Users of FreeRDP, particularly those using versions prior to 3.20.1, should be aware of this vulnerability and take steps to mitigate it. This includes updating to version 3.20.1 or later, as well as implementing other security measures such as limiting access to Remote Desktop Protocol services and monitoring for suspicious activity. Additionally, organizations using Red Hat products may be affected, as indicated by multiple Red Hat errata references.

Technical summary

The vulnerability exists in the RDPEAR's NDR array reader in FreeRDP. Specifically, the reader does not perform bounds checking on the on-wire element count, which can cause it to write past the heap buffer allocated from hints. This results in a heap buffer overflow, which can be exploited by an attacker to execute arbitrary code. The vulnerability is fixed in version 3.20.1, which includes a patch to perform proper bounds checking. The CVSS vector for this vulnerability is CVSS:4.0/AV:N/AC:H/AT:N/PR:N/UI:P/VC:H/VI:H/VA:H/SC:N/SI:N/SA:N/E:P/CR:X/IR:X/AR:X/MAV:X/MAC:X/MAT:X/MPR:X/MUI:X/MVC:X/MVI:X/MVA:X/MSC:X/MSI:X/MSA:X/S:X/AU:X/R:X/V:X/RE:X/U:X.

Defensive priority

This vulnerability has a medium level of severity, with a CVSS score of 6.8. However, it is still important for users of FreeRDP to prioritize patching this vulnerability, as it can be exploited by an attacker to execute arbitrary code. The priority for patching this vulnerability should be high, particularly for organizations that use FreeRDP in their environment.

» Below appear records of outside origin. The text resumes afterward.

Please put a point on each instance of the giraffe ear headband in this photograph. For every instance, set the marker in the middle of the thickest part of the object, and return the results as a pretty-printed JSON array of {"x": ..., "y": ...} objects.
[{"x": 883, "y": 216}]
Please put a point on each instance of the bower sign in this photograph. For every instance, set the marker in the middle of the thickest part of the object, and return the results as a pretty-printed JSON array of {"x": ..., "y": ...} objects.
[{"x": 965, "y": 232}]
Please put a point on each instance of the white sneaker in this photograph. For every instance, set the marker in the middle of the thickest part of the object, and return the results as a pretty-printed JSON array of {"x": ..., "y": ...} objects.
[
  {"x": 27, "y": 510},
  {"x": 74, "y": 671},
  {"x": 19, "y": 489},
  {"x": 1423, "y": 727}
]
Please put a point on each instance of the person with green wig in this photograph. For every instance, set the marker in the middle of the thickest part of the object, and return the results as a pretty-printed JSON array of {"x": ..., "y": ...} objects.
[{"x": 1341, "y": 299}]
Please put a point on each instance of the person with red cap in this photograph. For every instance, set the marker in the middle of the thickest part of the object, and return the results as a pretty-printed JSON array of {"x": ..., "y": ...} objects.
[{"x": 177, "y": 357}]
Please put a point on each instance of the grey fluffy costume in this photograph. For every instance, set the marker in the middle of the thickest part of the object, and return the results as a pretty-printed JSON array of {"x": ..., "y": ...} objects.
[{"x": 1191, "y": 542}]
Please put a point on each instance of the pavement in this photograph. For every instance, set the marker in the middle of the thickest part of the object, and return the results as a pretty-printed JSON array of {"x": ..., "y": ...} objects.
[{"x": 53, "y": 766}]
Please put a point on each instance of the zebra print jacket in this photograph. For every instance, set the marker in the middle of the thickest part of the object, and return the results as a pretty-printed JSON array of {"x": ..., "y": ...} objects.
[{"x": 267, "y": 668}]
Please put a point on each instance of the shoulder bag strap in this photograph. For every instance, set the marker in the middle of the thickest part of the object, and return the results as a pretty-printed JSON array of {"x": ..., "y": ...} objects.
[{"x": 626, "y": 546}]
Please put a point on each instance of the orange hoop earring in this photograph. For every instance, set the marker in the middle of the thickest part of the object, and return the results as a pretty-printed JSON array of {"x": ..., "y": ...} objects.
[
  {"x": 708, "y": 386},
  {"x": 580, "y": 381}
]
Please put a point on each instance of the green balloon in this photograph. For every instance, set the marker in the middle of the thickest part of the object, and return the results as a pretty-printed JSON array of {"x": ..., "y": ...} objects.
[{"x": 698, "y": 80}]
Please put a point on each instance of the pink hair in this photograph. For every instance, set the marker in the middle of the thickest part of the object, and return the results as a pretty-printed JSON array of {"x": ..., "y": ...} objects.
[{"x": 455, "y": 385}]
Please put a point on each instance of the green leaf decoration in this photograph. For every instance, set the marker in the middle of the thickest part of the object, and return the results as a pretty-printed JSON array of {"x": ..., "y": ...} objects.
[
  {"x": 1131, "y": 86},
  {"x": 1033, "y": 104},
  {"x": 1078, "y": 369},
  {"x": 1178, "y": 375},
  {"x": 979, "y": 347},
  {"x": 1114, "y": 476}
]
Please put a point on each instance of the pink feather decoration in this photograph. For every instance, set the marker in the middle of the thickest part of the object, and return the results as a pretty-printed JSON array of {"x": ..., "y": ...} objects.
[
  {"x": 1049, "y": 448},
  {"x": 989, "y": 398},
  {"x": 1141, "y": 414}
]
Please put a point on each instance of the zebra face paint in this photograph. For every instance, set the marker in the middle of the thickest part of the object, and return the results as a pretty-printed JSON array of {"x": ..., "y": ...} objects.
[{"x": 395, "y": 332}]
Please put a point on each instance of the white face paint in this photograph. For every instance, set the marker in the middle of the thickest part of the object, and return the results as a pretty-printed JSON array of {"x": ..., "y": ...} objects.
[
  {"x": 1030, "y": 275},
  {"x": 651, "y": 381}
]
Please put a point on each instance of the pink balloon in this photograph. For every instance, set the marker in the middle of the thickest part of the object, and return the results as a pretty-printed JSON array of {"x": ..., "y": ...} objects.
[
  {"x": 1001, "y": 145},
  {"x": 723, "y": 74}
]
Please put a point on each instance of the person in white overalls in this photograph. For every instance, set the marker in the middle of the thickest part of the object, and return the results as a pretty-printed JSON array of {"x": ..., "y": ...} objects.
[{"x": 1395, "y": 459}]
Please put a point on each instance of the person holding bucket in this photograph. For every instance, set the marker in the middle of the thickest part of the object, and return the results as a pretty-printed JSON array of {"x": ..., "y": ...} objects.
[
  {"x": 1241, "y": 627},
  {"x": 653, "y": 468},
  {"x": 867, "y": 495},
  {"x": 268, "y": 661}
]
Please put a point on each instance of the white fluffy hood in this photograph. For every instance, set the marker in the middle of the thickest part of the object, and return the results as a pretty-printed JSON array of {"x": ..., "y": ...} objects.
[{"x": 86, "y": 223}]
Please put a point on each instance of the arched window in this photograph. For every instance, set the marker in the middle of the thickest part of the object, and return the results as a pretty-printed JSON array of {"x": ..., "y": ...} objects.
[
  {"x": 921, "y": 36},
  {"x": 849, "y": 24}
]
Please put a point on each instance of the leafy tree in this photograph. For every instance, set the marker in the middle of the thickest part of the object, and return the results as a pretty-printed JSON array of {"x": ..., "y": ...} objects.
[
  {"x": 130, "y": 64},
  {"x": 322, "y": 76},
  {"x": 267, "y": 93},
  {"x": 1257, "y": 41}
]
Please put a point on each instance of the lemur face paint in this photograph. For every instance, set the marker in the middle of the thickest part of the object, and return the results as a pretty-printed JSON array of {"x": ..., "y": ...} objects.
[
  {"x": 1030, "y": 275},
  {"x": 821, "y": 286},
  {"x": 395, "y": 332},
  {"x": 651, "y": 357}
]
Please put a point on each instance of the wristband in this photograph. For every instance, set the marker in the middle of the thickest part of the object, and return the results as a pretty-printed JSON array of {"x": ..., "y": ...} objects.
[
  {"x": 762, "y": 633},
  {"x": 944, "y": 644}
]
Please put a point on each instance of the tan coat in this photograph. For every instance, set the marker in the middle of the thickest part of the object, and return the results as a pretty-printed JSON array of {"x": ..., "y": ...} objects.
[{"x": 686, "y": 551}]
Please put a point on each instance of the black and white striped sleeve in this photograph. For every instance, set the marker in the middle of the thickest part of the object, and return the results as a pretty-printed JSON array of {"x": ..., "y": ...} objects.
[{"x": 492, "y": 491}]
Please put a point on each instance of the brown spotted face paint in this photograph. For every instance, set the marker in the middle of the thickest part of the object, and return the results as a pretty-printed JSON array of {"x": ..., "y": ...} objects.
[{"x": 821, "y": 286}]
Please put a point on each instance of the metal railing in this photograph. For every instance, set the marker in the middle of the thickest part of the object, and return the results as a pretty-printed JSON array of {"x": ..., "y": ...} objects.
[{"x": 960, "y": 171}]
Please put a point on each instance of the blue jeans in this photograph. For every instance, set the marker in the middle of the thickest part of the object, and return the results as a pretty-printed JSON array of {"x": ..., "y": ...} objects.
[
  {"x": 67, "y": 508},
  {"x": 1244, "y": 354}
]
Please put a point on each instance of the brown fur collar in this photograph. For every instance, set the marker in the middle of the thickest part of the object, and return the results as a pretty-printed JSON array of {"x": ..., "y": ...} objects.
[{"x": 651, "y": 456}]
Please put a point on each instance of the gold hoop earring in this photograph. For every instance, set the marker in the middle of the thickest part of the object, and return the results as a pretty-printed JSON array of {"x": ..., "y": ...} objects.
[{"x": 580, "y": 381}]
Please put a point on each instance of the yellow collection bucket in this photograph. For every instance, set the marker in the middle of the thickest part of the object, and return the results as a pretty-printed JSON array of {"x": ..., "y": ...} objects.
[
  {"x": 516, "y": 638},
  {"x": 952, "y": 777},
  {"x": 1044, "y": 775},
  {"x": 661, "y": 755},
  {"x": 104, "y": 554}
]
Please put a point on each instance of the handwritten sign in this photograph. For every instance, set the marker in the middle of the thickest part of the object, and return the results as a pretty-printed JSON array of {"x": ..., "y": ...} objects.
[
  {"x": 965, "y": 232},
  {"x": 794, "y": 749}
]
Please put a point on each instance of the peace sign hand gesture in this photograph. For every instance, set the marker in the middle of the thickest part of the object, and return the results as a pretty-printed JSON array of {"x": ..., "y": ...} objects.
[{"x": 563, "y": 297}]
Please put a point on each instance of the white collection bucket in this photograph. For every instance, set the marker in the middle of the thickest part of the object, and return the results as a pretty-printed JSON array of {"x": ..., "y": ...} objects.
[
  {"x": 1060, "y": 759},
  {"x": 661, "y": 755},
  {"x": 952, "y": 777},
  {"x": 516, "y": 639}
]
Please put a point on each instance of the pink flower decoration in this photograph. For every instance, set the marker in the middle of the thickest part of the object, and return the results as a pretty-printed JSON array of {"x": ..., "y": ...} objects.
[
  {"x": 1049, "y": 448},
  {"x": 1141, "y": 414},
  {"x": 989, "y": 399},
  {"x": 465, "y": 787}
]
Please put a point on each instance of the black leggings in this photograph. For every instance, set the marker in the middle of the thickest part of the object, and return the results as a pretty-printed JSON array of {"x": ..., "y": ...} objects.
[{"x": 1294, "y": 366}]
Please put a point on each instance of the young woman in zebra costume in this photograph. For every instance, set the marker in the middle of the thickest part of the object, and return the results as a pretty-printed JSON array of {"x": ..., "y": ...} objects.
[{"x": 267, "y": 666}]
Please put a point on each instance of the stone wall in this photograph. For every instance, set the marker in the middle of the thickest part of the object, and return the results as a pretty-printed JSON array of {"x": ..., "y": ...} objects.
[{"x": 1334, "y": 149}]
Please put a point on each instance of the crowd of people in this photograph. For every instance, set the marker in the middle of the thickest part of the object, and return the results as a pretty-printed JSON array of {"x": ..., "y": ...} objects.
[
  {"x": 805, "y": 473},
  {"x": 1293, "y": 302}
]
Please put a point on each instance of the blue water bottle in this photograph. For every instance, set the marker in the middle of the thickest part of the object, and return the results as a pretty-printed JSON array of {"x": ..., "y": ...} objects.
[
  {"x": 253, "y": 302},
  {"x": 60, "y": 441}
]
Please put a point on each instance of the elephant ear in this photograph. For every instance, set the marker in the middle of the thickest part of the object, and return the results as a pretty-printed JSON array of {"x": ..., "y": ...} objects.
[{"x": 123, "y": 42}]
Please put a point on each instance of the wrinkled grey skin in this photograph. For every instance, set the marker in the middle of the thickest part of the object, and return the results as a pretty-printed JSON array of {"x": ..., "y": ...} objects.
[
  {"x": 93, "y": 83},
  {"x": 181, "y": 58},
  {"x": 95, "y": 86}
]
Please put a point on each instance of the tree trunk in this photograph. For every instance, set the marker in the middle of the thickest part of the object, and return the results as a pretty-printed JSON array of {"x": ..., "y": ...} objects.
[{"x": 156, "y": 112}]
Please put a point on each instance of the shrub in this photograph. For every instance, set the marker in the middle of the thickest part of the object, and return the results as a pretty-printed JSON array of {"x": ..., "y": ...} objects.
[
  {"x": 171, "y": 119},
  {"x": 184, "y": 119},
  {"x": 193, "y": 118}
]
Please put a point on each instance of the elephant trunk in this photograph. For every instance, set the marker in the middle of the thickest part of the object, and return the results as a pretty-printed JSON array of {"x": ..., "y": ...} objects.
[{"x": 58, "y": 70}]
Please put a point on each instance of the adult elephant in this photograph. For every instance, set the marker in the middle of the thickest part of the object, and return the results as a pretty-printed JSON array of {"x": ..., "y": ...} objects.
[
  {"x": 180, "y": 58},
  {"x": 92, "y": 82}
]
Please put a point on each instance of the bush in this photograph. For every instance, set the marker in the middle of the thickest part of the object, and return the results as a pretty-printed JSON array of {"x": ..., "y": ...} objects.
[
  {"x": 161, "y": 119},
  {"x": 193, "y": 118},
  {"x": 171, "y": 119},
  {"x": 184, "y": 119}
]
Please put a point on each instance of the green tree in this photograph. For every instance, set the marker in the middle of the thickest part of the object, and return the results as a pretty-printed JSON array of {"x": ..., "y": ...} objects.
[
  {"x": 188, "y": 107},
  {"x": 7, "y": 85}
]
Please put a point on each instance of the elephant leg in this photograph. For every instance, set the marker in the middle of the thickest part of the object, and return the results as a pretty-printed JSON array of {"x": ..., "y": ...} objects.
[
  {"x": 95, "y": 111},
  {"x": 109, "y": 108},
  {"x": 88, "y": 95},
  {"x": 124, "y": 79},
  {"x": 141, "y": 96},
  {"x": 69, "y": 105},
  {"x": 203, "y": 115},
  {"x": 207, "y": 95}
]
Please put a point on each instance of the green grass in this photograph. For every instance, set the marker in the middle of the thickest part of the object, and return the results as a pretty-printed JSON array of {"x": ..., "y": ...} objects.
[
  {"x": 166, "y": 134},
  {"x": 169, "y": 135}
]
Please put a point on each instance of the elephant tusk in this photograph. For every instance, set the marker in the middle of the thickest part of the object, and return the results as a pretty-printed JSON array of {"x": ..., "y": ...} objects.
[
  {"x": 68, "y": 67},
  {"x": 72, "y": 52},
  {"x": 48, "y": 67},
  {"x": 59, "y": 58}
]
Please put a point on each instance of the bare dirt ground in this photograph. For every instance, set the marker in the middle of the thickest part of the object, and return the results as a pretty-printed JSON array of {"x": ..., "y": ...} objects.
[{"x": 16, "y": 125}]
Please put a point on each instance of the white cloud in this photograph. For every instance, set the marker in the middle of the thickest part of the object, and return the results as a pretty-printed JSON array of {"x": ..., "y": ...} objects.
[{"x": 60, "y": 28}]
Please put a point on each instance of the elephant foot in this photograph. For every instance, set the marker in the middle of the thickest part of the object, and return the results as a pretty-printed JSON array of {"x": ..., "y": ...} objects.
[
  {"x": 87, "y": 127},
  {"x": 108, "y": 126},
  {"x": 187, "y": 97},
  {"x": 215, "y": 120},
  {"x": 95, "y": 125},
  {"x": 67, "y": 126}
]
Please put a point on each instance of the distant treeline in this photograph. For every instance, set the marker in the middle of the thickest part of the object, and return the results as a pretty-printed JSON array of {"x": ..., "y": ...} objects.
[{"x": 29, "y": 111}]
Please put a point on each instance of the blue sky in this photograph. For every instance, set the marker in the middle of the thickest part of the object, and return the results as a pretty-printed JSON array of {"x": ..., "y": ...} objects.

Recommended defensive actions

  • Update to version 3.20.1 or later of FreeRDP
  • Limit access to Remote Desktop Protocol services
  • Monitor for suspicious activity
  • Implement additional security measures such as network segmentation and intrusion detection
  • Review and update incident response plans

Evidence notes

The vulnerability was published on January 14, 2026, and last modified on June 30, 2026. The CVSS score for this vulnerability is 6.8, indicating a medium level of severity. Multiple Red Hat errata references are available, indicating that Red Hat products may be affected by this vulnerability.

Official resources

This article is AI-assisted and based on the supplied source corpus.